Must-Read: John Maynard Keynes (1937): The General Theory of Employment
Must-Read: John Maynard Keynes (1937): The General Theory of Employment:
Now a practical theory of the future based on these three principles has certain marked characteristics…
…In particular, being based on so flimsy a foundation, It is subject to sudden and violent changes. The practice of calmness and immobility, of certainty and security, suddenly breaks down. New fears and hopes will, without warning, take charge of human conduct. The forces of disillusion may suddenly impose a new conventional basis of valuation. All these pretty, polite techniques, made for a well-panelled Board Room and a nicely regulated market, are liable to collapse. At all times the vague panic fears and equally vague and unreasoned hopes are not really lulled, and lie but a little way below the surface.
Perhaps the reader feels that this general, philosophical disquisition on the behavior of mankind is somewhatremote from the economic theory under discussion.
But I think not.
Tho this is how we behave in the marketplace, the theory we devise in the study of how we behave in the market place should not itself submit to market-place idols. I accuse the classical economic theory of being itself one of these pretty, polite techniques which tries to deal with the present by abstracting from the fact that we know very little about the future.
I dare say that a classical economist would readily admit this.
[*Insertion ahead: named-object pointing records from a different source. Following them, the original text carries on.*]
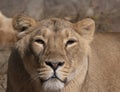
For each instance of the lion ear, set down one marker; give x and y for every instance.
(86, 28)
(22, 23)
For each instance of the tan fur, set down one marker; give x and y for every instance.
(7, 33)
(83, 66)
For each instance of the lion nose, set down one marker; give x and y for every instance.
(54, 65)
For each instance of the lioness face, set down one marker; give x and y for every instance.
(55, 50)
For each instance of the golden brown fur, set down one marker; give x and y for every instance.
(58, 56)
(7, 33)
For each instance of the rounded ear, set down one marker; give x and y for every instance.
(22, 23)
(86, 28)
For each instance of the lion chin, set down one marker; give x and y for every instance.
(53, 85)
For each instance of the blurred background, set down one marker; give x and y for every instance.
(106, 14)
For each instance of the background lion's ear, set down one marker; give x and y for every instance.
(23, 22)
(86, 28)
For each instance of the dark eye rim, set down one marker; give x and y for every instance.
(70, 42)
(40, 41)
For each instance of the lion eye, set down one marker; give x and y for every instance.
(70, 42)
(40, 41)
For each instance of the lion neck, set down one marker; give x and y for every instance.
(77, 82)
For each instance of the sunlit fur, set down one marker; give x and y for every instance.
(82, 66)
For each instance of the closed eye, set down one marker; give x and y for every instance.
(70, 42)
(40, 41)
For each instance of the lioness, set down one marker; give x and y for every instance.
(55, 55)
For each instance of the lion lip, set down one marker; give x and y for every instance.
(53, 77)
But, even so, I think he has overlooked the precise nature of the difference which his abstraction makes between theory and practice, and the character of the fallacies into which he is likely to be led.
This is particularly the case in his treatment of Money and Interest. And our first step must be to elucidate more clearly the functions of Money.
Money, it is well known, serves two principal purposes. By acting as a money of account it facilitates exchanges with-out its being necessary that it should ever itself come into the picture as a substantive object. In this respect it is a convenience which is devoid of significance or real influence. In the second place, It is a store of wealth. So we are told, with-out a smile on the face.
But in the world of the classical economy, what an insane use to which to put it! For it is a recognized characteristic of money as a store of wealth that it is barren; whereas practically every other form of storing wealth yields some interest or profit. Why should anyone outside a lunatic asylum wish to use money as a store of wealth?
Because, partly on reasonable and partly on instinctive grounds, our desire to hold Money as a store of wealth is a barometer of the degree of our distrust of our own calculations and conventions concerning the future. Even tho this feeling about Money is itself conventional or instinctive, it operates, so to speak, at a deeper level of our motivation. It takes charge at the moments when the higher, more precarious conventions have weakened. The possession of actual money lulls our disquietude; and the premium which we require to make us part with money is the measure of the degree of our disquietude.